Malware Classification with LSTM and GRU Language Models and a Character-Level CNN

Ben Athiwaratkun; Jack W. Stokes

Malware Classification with LSTM and GRU Language Models and a Character-Level CNN

Ben Athiwaratkun ,
Jack W. Stokes

Proceedings IEEE Conference on Acoustics, Speech, and Signal Processing (ICASSP) | March 2017

Download BibTex

Malicious software, or malware, continues to be a problem for computer users, corporations, and governments. Previous research [Pascanu2015] has explored training file-based, malware classifiers using a two-stage approach. In the first stage, a malware language model is used to learn the feature representation which is then input to a second stage malware classifier.
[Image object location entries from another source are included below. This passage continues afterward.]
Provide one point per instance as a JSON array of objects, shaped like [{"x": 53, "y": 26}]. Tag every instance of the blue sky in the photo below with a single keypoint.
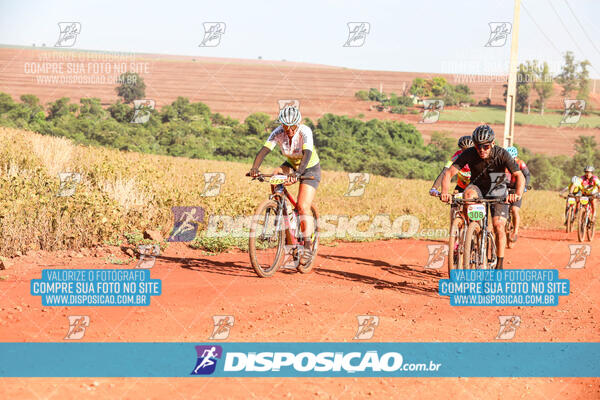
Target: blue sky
[{"x": 423, "y": 36}]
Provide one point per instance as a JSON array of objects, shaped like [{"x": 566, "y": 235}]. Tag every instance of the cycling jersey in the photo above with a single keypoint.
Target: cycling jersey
[
  {"x": 464, "y": 175},
  {"x": 484, "y": 171},
  {"x": 292, "y": 149},
  {"x": 588, "y": 186}
]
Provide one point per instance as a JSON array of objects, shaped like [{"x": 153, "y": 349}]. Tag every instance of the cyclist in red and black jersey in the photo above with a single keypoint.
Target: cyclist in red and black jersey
[{"x": 488, "y": 164}]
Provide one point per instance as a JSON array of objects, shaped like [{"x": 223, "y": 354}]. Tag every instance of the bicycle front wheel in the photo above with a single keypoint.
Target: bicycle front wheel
[
  {"x": 266, "y": 239},
  {"x": 456, "y": 245},
  {"x": 591, "y": 230},
  {"x": 570, "y": 219},
  {"x": 582, "y": 224},
  {"x": 472, "y": 257}
]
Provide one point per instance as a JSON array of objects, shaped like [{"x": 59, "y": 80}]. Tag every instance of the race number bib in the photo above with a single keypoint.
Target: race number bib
[{"x": 476, "y": 212}]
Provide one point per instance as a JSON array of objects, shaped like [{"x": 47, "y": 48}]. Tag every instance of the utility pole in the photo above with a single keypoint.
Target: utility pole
[{"x": 511, "y": 93}]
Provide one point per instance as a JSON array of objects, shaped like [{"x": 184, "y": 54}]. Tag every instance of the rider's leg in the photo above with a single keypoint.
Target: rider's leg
[
  {"x": 516, "y": 218},
  {"x": 306, "y": 195},
  {"x": 500, "y": 231},
  {"x": 471, "y": 192}
]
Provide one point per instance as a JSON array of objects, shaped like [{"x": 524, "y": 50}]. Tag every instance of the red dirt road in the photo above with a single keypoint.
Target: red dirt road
[{"x": 385, "y": 278}]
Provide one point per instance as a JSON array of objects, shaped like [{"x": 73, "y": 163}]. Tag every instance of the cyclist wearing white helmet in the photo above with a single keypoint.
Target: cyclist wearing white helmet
[
  {"x": 296, "y": 143},
  {"x": 589, "y": 185},
  {"x": 515, "y": 209},
  {"x": 486, "y": 160}
]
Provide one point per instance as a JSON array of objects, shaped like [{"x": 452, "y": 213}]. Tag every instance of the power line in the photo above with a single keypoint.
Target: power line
[
  {"x": 564, "y": 26},
  {"x": 540, "y": 29},
  {"x": 569, "y": 32},
  {"x": 581, "y": 26}
]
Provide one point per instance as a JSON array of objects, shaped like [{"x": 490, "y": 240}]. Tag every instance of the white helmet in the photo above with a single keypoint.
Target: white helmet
[{"x": 290, "y": 115}]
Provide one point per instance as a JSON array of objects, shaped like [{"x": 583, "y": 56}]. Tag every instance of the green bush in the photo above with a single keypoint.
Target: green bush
[{"x": 398, "y": 110}]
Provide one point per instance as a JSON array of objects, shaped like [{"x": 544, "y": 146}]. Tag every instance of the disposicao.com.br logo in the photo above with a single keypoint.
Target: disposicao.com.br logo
[{"x": 309, "y": 363}]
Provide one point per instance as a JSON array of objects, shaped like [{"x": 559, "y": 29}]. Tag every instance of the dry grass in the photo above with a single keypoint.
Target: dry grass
[{"x": 121, "y": 192}]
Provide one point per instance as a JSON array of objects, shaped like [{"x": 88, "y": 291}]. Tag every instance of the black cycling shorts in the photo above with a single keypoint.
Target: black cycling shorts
[
  {"x": 498, "y": 209},
  {"x": 314, "y": 171}
]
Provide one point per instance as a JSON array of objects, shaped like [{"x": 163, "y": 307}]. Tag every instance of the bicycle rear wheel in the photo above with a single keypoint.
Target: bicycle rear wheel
[
  {"x": 456, "y": 245},
  {"x": 473, "y": 247},
  {"x": 305, "y": 269},
  {"x": 266, "y": 239}
]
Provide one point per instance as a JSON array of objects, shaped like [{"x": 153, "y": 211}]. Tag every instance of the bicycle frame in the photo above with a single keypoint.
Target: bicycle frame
[
  {"x": 278, "y": 191},
  {"x": 487, "y": 235}
]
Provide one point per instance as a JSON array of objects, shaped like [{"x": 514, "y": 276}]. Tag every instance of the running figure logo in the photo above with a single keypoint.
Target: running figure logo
[
  {"x": 366, "y": 327},
  {"x": 357, "y": 183},
  {"x": 77, "y": 325},
  {"x": 212, "y": 34},
  {"x": 357, "y": 34},
  {"x": 207, "y": 359},
  {"x": 431, "y": 111},
  {"x": 148, "y": 253},
  {"x": 508, "y": 326},
  {"x": 579, "y": 254},
  {"x": 499, "y": 32},
  {"x": 223, "y": 325},
  {"x": 143, "y": 109},
  {"x": 437, "y": 255},
  {"x": 68, "y": 34},
  {"x": 212, "y": 183},
  {"x": 68, "y": 183},
  {"x": 186, "y": 223},
  {"x": 573, "y": 110}
]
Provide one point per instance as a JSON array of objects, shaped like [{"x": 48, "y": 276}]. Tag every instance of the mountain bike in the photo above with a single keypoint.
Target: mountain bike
[
  {"x": 458, "y": 233},
  {"x": 275, "y": 233},
  {"x": 570, "y": 214},
  {"x": 586, "y": 226},
  {"x": 480, "y": 243}
]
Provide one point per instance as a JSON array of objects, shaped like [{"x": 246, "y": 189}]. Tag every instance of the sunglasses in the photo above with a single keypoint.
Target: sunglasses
[{"x": 486, "y": 146}]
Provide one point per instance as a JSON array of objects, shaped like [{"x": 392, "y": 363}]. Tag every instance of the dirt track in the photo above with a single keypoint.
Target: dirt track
[{"x": 386, "y": 278}]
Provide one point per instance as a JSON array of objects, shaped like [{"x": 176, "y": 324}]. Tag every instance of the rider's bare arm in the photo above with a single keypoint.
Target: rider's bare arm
[
  {"x": 438, "y": 181},
  {"x": 527, "y": 175},
  {"x": 520, "y": 185}
]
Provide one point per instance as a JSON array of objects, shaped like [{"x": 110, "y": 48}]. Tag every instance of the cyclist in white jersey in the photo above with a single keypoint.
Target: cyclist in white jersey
[{"x": 296, "y": 143}]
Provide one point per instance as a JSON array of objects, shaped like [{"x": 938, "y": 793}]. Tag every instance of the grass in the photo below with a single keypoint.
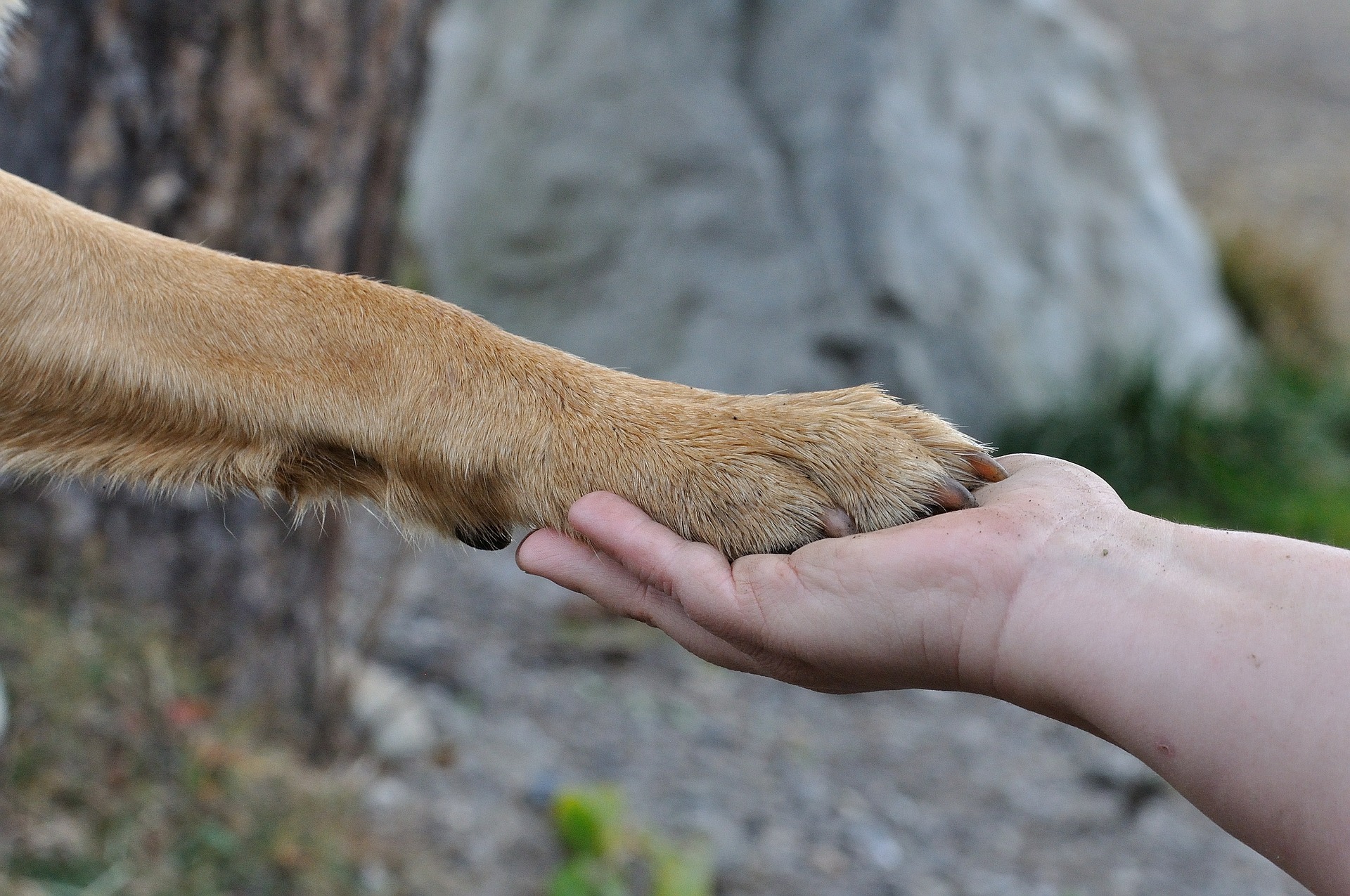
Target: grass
[
  {"x": 609, "y": 856},
  {"x": 117, "y": 777},
  {"x": 1280, "y": 463}
]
In Pascanu et al. [Pascanu2015], the language model is either a standard recurrent neural network (RNN) or an echo state network (ESN). In this work, we propose several new malware classification architectures which include a long short-term memory (LSTM) language model and a gated recurrent unit (GRU) language model. We also propose using an attention mechanism similar to [Bahdanau2015] from the machine translation literature, in addition to temporal max pooling used in [Pascanu2015] as an alternative way to construct the file representation from neural features. % to extend the recurrent language model’s memory. Finally, we propose a new single-stage malware classifier based on a character-level convolutional neural network (CNN). Results show that the LSTM with temporal max pooling and logistic regression offers a 31.3% improvement in the true positive rate compared to the best system in [Pascanu2015] at a false positive rate of 1%.